Who would want to be leaving school or university this summer? When I finished my education five years ago, the default setting among escapees was optimism. 

Sure, we were sad to wave goodbye to friends, fancy dress festivities and — for some of us, at least — studying, but there was a wider world of work we wanted to be part of. Today, that feeling must have turned into despair.

According to research released this week, an average of 73 graduates will be chasing every job. But if the situation sounds dire for the highly educated, imagine how those without letters after their names feel as they fire their CVs off into the abyss. More than one in five 16- to 25-year-olds is currently out of work. They aren’t simply suffering alongside everyone else — the young are being hit disproportionately.  

I’ve spent the past three years wondering what it will take for those in power to tackle the problems facing the under-25s adequately. For instead of helping them, this Government seems intent on kicking them.

The Education Maintenance Allowance was abolished. Tuition fees have trebled. And if the Tories stay in power, the young can look forward to having their housing benefits scrapped too.

But nowhere does this attitude manifest itself more obviously than on youth unemployment, where the Government’s £1 billion Youth Contract is nowhere near enough.

Perhaps the Conservatives have largely given up on the young, deciding that it’s easier to convince the generations above that the fresh-faced are just shirkers, too hopeless to find work or to deserve homes or help. Certainly, the under-25s are easy to ignore — they don’t, after all, vote in the numbers that the elderly do.

But if there is a political explanation for half-hearted action, there certainly isn’t an economic one. At current levels, youth unemployment is estimated to cost the public purse £4.8 billion this year.
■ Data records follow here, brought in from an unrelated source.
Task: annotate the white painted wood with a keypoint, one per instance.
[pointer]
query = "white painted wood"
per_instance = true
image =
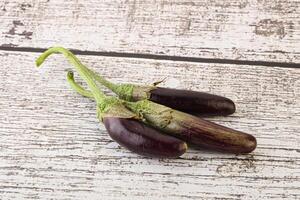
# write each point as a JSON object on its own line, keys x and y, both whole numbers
{"x": 231, "y": 29}
{"x": 52, "y": 146}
And it leaves long-lasting scars too, as the young struggle to catch up when they finally do enter the workforce. According to the ACEVO Commission on Youth Unemployment, that means an estimated £6.3 billion hit each year to the economy in lost output.

 Business has a role to play too. This week, bus operators agreed to give discounted or limited free travel to the UK’s one million NEETs (those not in education, employment or training), reducing one of the greatest hindrances to looking for work. Perhaps we could re-work that line attributed to Margaret Thatcher: “A man who, below the age of 26, finds himself on a free bus is taking a step towards success.” The Government must help prevent his being on a ride to nowhere.